Make low resolution landcover vector tiles from high resolution raster landcover data with h3 downsampling

Demo

https://wipfli.github.io/h3-landcover/

Design

The following design descriptions for the individual steps were given to ChatGPT which then produced the python scripts. I had to tweek some of the python scripts by hand afterwards, but the majority of the code content was written automatically by ChatGPT.

Download

Download raster landcover data from https://lcviewer.vito.be/download. The data is split into 20 by 20 degree tiles. Use 2019 version, 100 m resolution.

Attribution landcover data: https://lcviewer.vito.be/about

The download URLs look like:

https://s3-eu-west-1.amazonaws.com/vito.landcover.global/v3.0.1/2019/E000N60/E000N60_PROBAV_LC100_global_v3.0.1_2019-nrt_Bare-CoverFraction-layer_EPSG-4326.tif

template:

https://s3-eu-west-1.amazonaws.com/vito.landcover.global/v3.0.1/2019/{longitude}{latitude}/{longitude}{latitude}_PROBAV_LC100_global_v3.0.1_2019-nrt_{kind}-CoverFraction-layer_EPSG-4326.tif

latitudes: S40, S20, N00, N20, N40, N60, N80 longitudes: W180, W160, W140, W120, W100, W080, W060, W040, W020, E000, E020, E040, E060, E080, E100, E120, E140, E160 kinds: Snow, Bare, Grass, Crops, Tree, BuiltUp

Download all files into a sources folder.

Write a python script which loops through the filenames and downloads them to the sources folder with system calls using the cli tool axel which has parallel downloads with the -a -n 10 option.

download.py

The total landcover raster data is 26 GB in 564 files.

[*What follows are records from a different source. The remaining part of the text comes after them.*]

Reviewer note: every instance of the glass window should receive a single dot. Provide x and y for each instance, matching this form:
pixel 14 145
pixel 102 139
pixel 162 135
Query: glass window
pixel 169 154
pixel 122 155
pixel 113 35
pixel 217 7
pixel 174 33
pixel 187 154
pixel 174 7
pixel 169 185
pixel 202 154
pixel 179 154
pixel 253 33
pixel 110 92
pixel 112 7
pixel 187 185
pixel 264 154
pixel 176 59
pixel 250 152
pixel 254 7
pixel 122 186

Raster to H3 Classification

For every image in the sources folder:

  • Open the image
  • Loop through the pixels
  • The pixel value is landcover in percent, the pixel size is 100 m by 100 m
  • Call ReadAsArray only once per image
  • Make sure to ignore nodata pixels
  • Print fractional progress after every 10000th pixel
  • Multiply pixel area by pixel value divided by 100 to the the covered area of the pixel
  • Hold a hash map H3 index to covered area
  • Add the area to the H3 cell in the hash map in which the pixel is located, use H3 resolution 9
  • Save the hashmap as a json file. Save it at classified/{original_filename}.json and create the folder if needed.
  • Use the osgeo gdal library
  • Use h3.api.numpy_int otherwise it is too slow

Write a python script for this.

Second promt: Using the above script, write a version which runs on a 12 core CPU. The images are independent and can be treated in parallel.

classify.py

Combine Grass, Bare, Snow

The kinds Grass, Bare, Snow are plotted on top of eachother. In mountains, we first have Grass landcover, then with higher altitude, Bare landcover, and above this we have Snow. To not have any gaps between Snow and Bare landcover, lets combine the following layers:

  • Grass-Bare-Snow
  • Bare-Snow
  • Snow

The Snow layer we have already. Bare-Snow, and Grass-Bare-Snow have to be generated.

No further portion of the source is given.